EVD functional annotation

The two LTR sequences were identified by self-to-self alignment using BLAST. The sh-GAG structure of EVD was identified from long read RNA-seq30. RH sequence was identified using VLP data from the same ddm1 mutant50.

Detection of truncated and chimeric eccDNAs from ONT eccDNA-seq

EccDNA-seq data were filtered for reads containing EVD. These EVD reads were mapped on the annotated structural domains of the EVD sequence using minimap2. Different profiles, such as the loss of different structural domains, were visualized using dot plot and then systematically grouped using bedtools groupby. In the next step, EVD reads were remapped to the reference genome using minimap2 to check for unmapped sequences. Chimeric eccDNAs supported by at least 5 reads were retained. The same approach was used for ATCOPIA21 eccDNAs.

Genomic DNA sequencing with Nanopore

Genomic DNA was quality controlled using Nanodrop and Qubit quantifications. The libraries were sequenced in house (UPVD Bio-Environment sequencing platform) on ONT MinIONs using either R9.4.1 or R10 flow cells. Basecalling was done on a GPU machine using Guppy with high-accuracy mode.

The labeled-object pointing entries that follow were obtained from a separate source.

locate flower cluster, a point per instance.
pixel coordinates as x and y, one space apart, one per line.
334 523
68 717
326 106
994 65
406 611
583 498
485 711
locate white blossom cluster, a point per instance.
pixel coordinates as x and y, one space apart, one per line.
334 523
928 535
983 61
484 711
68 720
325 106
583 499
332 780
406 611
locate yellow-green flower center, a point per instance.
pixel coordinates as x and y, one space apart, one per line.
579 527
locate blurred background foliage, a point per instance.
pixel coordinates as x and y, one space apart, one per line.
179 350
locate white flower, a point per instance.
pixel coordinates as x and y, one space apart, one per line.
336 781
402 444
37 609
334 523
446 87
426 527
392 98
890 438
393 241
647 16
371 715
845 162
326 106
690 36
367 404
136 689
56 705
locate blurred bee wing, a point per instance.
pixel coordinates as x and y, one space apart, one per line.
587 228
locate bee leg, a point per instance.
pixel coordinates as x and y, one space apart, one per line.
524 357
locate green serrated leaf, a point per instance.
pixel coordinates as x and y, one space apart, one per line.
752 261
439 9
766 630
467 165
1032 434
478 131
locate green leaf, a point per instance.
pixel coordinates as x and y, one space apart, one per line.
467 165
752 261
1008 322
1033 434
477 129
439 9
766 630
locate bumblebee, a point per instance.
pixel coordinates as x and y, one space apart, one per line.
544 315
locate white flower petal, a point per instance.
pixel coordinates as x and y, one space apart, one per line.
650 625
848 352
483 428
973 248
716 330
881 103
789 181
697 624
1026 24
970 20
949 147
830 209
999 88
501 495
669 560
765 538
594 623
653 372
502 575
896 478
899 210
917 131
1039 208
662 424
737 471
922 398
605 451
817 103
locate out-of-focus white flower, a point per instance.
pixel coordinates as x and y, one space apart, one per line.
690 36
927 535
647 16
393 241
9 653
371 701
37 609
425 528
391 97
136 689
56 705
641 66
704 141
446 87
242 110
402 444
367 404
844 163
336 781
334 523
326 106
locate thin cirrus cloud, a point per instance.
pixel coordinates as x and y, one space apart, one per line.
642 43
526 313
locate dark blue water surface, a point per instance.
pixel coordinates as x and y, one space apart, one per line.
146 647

Detection of TE insertion polymorphisms from ONT genomic reads

Reads spanning the entire insertion and deletion sequence do not cause alignment breakpoints, but are flagged in the CIGAR. We developed a script to filter the CIGAR output. This pipeline can be found on GitHub (https://github.com/njaupan/CIGAR_SV). Briefly, in order to extract all reads containing insertions and deletions, we generated a PAF file from minimap2 (-cs -cx map-ont)69. The CIGAR metrics were then indexed until the position of the SV on the reference genome. Breakpoints with more than 4 supported reads at the same position were selected. The start and end positions of the breakpoints were extracted from the PAF file and grouped to generate common breakpoints displayed in BED format. The breakpoint locations were finally filtered for the presence of 5–20 bp TSDs supporting bona fide TE insertion polymorphisms.

Identification of SVs

SVs from minimap2 alignments were detected using Sniffles v2.070, which generated a VCF file for each A. thaliana genotype separately. For duplications the VCF files were furthered filtered for duplications larger than 1 kb. Read depth was calculated with samtools depth and visualized with samplot. Reads spanning the junctions of the tandem duplications were extracted to manually validate the segmental duplications. For deletions the following parameter was used: -minsvlength 20 in order to recover small deletions for all samples. Deletions specific to the mutants were detected comparing the VCF files from the mutants versus the WT using bedtools intersect with -f = 1E-9 (1 base overlap).

Detection of DNA methylation from ONT genomic reads

Cytosine methylation patterns were detected from ONT reads using Nanopolish. The methylation patterns were parsed and plotted using methylartist (https://github.com/adamewing/methylartist).

Re-analysis of DNAseq from met1-derived epiRILs

Raw data from DNAseq of met1-epiRILs was obtained from previously published work41 (GEO ID: GSE120571) and re-analyzed. Briefly, after alignment with Bowtie2, peak calling was done for each epiRIL mapped bam file in comparison to the Col-0 control condition with MACS2 (https://github.com/taoliu/MACS/), setting the fragment size to 75 and extended size to 400 bp, with the options –B, -SPMR and –no model and Columbia-0 as control. The Log based background subtraction was performed with MACS2 bdgcmp with “logLR” as model and a P-value threshold of 0.00001.

Plots and visualization

For the visualization samplot was used. For the scheme we used bioicons (https://bioicons.com/).

Reporting summary

Further information on research design is available in the Nature Portfolio Reporting Summary linked to this article.